This means the memory system is, simultaneously, a filesystem (folders for organisation), a typed document store (YAML), and a knowledge graph (wikilinks). Retrieval can be performed by file path, by metadata filter, by graph traversal, or — with plugins — by full-text or semantic search. No single mechanism is privileged.
3.2 Typed cognitive layers
What turns a pile of Markdown into a memory system is the imposition of a typed structure on top of the filesystem. The intellectual lineage here is the CoALA framework (Sumers, Yao, Narasimhan, Griffiths, 2024)7, which adapted classical cognitive-architecture distinctions to language agents. CoALA distinguishes working memory (the immediate prompt context) from long-term memory, and subdivides long-term into episodic (timestamped events), semantic (consolidated facts and concepts), and procedural (how-to knowledge, skills, callable tools).
MIRIX (Wang & Chen, 2025)8 extends CoALA to a six-component schema explicitly designed for production agents: Core (persistent persona and user facts), Episodic (timestamped events), Semantic (abstract concepts and entities), Procedural (task-execution knowledge), Resource (documents, files, multimodal artefacts), and Knowledge Vault (secrets, credentials, structured records). MIRIX reports outperforming RAG baselines by 35% on an LLM-as-judge benchmark while cutting retrieval storage by 99.9% — the gains coming from typed routing rather than raw embedding similarity.
An Obsidian-based memory vault operationalises this taxonomy as folders. Each layer is a directory; each note carries a type: field in its front-matter that mirrors the folder; loading rules condition what gets pulled into context on what task is being executed. The promotion path — episodic notes get distilled into semantic notes during periodic consolidation passes — is a deliberate human-in-the-loop ritual, not an automatic clustering job.
3.3 Loading by selective reading
The critical departure from RAG is the retrieval mechanism. In a curated vault, the agent does not embed the user’s query and search for similar vectors. Instead, the agent reads a small index note (an explicit listing of what exists) and a small core note (the always-on persona and user facts), then decides — by name, by tag, by wikilink traversal — which additional notes to read. Retrieval is by explicit address, not statistical proximity.
This has three immediate consequences. First, retrieval is deterministic: given the same task and the same vault state, the agent loads the same notes. Second, retrieval is explainable: every loaded note can be justified (“I read this because the index pointed to it” or “I followed a wikilink from the previous note”). Third, retrieval is whole-note: the unit of context is the file the human wrote, not a 500-token slice of it. Boundary loss does not exist as a failure mode, because there are no boundaries to cross.

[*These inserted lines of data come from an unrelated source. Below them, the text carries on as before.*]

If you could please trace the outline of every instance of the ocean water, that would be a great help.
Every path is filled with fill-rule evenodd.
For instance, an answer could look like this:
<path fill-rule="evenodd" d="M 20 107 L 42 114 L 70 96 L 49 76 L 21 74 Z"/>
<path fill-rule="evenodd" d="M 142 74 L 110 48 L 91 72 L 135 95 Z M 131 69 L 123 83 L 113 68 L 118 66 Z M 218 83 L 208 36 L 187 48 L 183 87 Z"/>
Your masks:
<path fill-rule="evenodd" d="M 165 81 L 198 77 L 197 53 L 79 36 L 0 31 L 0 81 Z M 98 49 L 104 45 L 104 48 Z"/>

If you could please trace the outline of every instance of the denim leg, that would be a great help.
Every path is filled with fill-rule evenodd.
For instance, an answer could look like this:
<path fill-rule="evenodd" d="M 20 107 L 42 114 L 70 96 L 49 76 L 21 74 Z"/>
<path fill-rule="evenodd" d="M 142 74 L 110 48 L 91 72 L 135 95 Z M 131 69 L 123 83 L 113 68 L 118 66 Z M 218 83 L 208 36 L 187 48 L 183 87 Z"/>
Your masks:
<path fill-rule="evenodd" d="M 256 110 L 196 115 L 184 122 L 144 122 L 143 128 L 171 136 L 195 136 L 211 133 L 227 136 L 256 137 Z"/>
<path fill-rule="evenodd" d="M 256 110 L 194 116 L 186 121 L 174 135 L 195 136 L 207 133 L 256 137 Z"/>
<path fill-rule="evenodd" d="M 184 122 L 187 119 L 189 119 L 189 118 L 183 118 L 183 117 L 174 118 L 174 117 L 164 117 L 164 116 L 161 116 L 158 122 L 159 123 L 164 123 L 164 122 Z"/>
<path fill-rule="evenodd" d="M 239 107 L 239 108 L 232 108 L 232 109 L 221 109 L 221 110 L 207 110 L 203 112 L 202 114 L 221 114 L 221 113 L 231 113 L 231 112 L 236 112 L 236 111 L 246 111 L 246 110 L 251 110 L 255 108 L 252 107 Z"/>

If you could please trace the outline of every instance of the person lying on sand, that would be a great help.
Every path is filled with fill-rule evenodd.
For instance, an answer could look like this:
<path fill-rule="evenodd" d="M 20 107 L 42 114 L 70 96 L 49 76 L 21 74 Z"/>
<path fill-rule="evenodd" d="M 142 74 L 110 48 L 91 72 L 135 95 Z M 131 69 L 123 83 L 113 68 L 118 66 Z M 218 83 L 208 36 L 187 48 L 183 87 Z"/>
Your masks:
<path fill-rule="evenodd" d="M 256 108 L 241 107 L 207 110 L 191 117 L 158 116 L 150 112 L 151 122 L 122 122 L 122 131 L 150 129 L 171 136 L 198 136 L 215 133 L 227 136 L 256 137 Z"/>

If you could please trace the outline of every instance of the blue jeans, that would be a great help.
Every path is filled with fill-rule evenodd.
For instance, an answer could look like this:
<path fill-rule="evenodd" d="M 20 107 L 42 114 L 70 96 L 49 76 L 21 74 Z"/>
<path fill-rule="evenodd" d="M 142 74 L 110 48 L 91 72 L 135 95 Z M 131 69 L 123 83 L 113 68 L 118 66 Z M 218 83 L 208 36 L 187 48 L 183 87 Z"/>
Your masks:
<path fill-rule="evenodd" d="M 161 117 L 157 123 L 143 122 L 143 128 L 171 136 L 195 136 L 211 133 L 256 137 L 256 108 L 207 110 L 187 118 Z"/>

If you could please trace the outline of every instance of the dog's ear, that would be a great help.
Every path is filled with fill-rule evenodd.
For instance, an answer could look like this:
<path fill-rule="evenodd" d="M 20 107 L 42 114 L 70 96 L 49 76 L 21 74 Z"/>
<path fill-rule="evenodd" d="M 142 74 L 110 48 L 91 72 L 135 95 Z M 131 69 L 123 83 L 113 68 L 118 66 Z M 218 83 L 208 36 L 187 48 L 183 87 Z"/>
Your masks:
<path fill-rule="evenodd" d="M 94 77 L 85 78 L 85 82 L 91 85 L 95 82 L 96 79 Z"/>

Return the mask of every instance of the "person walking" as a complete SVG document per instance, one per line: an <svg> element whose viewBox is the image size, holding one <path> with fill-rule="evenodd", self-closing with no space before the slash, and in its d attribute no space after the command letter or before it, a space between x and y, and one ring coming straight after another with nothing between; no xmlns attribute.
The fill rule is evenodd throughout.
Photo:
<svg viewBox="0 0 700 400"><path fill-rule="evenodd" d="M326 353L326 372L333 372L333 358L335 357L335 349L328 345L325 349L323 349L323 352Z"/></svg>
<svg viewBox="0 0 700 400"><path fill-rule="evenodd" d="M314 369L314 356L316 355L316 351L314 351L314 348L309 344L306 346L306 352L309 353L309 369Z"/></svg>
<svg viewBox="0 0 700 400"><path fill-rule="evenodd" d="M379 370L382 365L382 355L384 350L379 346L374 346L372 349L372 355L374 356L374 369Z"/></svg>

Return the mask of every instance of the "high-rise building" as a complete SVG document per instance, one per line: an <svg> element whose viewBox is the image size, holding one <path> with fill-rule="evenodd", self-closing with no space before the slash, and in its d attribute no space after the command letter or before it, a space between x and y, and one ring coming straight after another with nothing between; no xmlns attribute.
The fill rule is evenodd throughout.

3.4 Human-in-the-loop consolidation
The curated vault depends on consolidation work that an embedding pipeline avoids. Episodic notes — dailylogs, session transcripts, decision records — accumulate quickly. Without distillation they become noise. The maintenance ritual is to periodically promote durable patterns from episodic to semantic (“we’ve decided this three times; write it down once, in canonical form”), to update procedural notes when workflows change, and to retire stale resources. In practice this is shared between the human and the LLM agent itself: Claude can propose consolidations, the human approves.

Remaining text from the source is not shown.